Cardiac Evaluation Approaches

Canine heart is a four-chambered organ having two atria, two ventricles, mitral valve, tricuspid valve, aortic valve, pulmonary valve, arteries, arterioles, veins, and venules. The major function of the heart is to provide nutrients to all organs of the body and to remove the waste products of metabolism from the organs of the body through its pumping action. Malfunctioning of pumping action and/or electrical events in the heart adversely affects nutrient and oxygen supply to organs and removal of waste products from the body making the survival reasonably difficult. During recent years cardiac disorders in canines have assumed greater significance owing to its frequent occurrence and variable outcome. Cardiac functioning is affected not only in primary heart diseases but also in diseases of other organs. Without correct diagnosis of cardiac abnormalities, treatment may be futile with a fatal outcome. Nowadays diagnosis of cardiac abnormalities is facilitated with the aid of modern diagnostic technology. Though clinical examination plays a significant role in the diagnosis of heart diseases, clinical significance of murmurs and/or arrhythmias is baffling without further investigations. Sometimes non-cardiac ailments also manifest symptoms mimicking heart diseases. Clinical signs such as coughing, tiredness, weakness, dyspnea, and respiratory crackling are also evident in lung diseases and need differentiation whether these signs are due to cardiac or pulmonary origin.
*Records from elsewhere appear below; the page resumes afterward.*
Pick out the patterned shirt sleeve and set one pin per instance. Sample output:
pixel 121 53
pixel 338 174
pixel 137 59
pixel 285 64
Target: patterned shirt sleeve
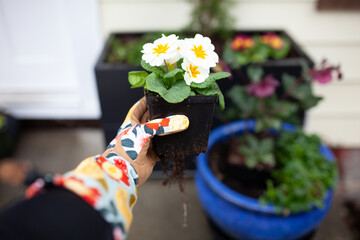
pixel 109 184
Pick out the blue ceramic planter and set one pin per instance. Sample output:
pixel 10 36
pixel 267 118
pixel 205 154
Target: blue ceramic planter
pixel 242 217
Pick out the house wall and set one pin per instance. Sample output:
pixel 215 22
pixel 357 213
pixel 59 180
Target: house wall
pixel 334 35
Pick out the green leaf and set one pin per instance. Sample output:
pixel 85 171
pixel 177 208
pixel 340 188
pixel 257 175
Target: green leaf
pixel 137 78
pixel 173 73
pixel 152 69
pixel 177 93
pixel 310 102
pixel 245 104
pixel 213 90
pixel 211 79
pixel 302 92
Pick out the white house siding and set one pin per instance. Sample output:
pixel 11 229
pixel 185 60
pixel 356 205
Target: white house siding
pixel 334 35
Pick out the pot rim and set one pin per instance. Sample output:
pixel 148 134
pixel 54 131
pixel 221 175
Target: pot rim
pixel 224 132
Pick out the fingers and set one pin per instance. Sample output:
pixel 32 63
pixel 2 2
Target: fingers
pixel 134 138
pixel 168 125
pixel 129 116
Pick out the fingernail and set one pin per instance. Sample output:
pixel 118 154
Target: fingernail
pixel 178 122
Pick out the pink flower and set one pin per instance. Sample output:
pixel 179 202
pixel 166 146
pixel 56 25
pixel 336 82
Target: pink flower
pixel 323 75
pixel 264 88
pixel 273 40
pixel 242 42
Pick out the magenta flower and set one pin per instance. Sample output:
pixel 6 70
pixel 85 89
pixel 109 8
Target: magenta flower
pixel 323 74
pixel 264 88
pixel 242 42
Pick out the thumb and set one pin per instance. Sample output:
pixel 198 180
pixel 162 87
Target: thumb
pixel 166 126
pixel 135 138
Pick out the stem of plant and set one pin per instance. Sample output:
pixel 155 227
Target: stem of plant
pixel 293 88
pixel 167 69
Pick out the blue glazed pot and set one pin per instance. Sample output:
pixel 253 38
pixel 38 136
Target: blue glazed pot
pixel 242 217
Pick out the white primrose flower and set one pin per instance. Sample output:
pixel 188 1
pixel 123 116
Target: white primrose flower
pixel 199 51
pixel 194 73
pixel 162 49
pixel 177 56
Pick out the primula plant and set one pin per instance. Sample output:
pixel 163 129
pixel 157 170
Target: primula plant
pixel 300 174
pixel 244 49
pixel 260 100
pixel 177 69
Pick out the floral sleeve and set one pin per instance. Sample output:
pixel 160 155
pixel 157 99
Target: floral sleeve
pixel 109 184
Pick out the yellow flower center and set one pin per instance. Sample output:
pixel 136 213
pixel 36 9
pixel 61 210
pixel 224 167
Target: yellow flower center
pixel 199 52
pixel 160 49
pixel 192 71
pixel 277 43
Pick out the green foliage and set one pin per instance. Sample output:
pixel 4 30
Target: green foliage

Before the advent of electrocardiography much reliance was paid to ancillary approach (analyzing history, clinical symptoms, and clinical examination) that lacks differentiating ability of various cardiac diseases. Nowadays it is possible to evaluate animals at risk of cardiac diseases even when clinical manifestations are not apparent. Recent advances in cardiology during last few decades, most notably in the areas of diagnostic imaging and biomarkers, have considerably improved our diagnostic skill in differentiating various heart diseases of which diagnosis was unimaginable during the early twentieth century. A bird eye view of different systematic approaches for evaluating heart is presented below.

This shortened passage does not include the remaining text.